Apologies to the Space Jam generation, but Robert Zemeckis’s tale is the shining beacon of how you combine real life and animation. The movie plays like a daffy, goofy 1940s film noir, with Roger Rabbit on the run, his wife Jessica the perfectly drawn femme fatale, and Bob Hoskins world weary detective reluctantly on the case. As imaginative and creative as Zemeckis’s story and animation are, it’s Hoskins commitment to the world he’s given that actors today probably used as a model for the CGI green screen acting.
Maybe the greatest romance in cinematic history. In addition to the ill-fated but star-crossed Humphrey Bogart/Ingrid Bergman romance, Michael Curtiz’s story is also a great war spy thriller, with a host of captivating complex characters double crossing each other for perfectly valid, honest smart reasons. This movie is so memorable at this point that 6 of its most famous quotes are on the AFI’s top 100 most famous quotes of all time, when most films can barely get to 1, including one of the great last lines in movie history.
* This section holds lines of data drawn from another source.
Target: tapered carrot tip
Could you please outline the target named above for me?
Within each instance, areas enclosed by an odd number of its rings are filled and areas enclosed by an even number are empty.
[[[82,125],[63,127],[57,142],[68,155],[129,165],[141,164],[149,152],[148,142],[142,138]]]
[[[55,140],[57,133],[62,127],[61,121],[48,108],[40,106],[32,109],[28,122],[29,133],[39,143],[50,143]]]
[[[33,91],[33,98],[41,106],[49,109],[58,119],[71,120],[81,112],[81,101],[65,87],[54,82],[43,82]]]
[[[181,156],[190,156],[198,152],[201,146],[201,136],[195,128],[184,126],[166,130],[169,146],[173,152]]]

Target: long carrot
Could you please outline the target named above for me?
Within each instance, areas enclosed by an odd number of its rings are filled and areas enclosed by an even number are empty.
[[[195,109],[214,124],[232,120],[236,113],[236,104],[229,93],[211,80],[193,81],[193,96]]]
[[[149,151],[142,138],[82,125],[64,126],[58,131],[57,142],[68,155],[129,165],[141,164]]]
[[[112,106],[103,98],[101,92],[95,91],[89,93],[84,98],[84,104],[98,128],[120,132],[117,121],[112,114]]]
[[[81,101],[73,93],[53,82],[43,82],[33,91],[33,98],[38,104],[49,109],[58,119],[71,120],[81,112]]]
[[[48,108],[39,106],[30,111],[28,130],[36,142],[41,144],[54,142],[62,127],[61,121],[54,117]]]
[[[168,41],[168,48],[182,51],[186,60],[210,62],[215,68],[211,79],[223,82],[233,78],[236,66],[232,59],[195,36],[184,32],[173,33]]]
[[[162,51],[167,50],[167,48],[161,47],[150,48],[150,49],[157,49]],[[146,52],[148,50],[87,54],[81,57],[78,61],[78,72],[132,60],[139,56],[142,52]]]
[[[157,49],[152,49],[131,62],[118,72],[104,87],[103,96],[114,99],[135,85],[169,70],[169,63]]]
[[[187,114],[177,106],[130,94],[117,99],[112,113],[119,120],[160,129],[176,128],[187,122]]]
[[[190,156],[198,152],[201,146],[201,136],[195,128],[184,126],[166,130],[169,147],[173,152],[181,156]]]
Below I’ve included a little mini recognition section to honor some of the films above!
Will Probably Drop Out
The Usual Suspects has a legendary twist surrounded by a great movie, but maybe not a legendary one.
The Newbie
Citizenfour jumped all the documentaries out there and earns its spot on this list with its stellar real life tale.
Growing in Esteem
The first time I saw Pan’s Labyrinth I was blown away by its strangeness and daring, and continue to be so with each subsequent rewatch.
Needs a Rewatch
I haven’t seen Selma in a long time, and I want to see if my initial feelings have grown or faded as I watch it again.
The Surprise
Film critics worship Casablanca, so you might be surprised to see it this low on my list. I enjoy it very much, but when I watched it I was distracted by its obvious legendary status and couldn’t get as into the story as films higher on the list.
How the Subjective 100 was made…
My process to get 100 films was as follows: go through each top 10 list from every movie year on my website, and pull the best movies of that year that might qualify for my all time list (number of films per year varies, depending on the quality of the year). I took that set of films, and put them into their respective genres (sci-fi, drama, horror, etc). From there the films in each genre got ranked against each other. Then I worked backwards, taking the worst film from each of the genres and ranking them based on my personal judgment. Once the worst film from a genre was used, it was discarded, and the next highest film was then ranked against the current set. This process was repeated until I exhausted the entire film list, creating the list you’ll see forthcoming.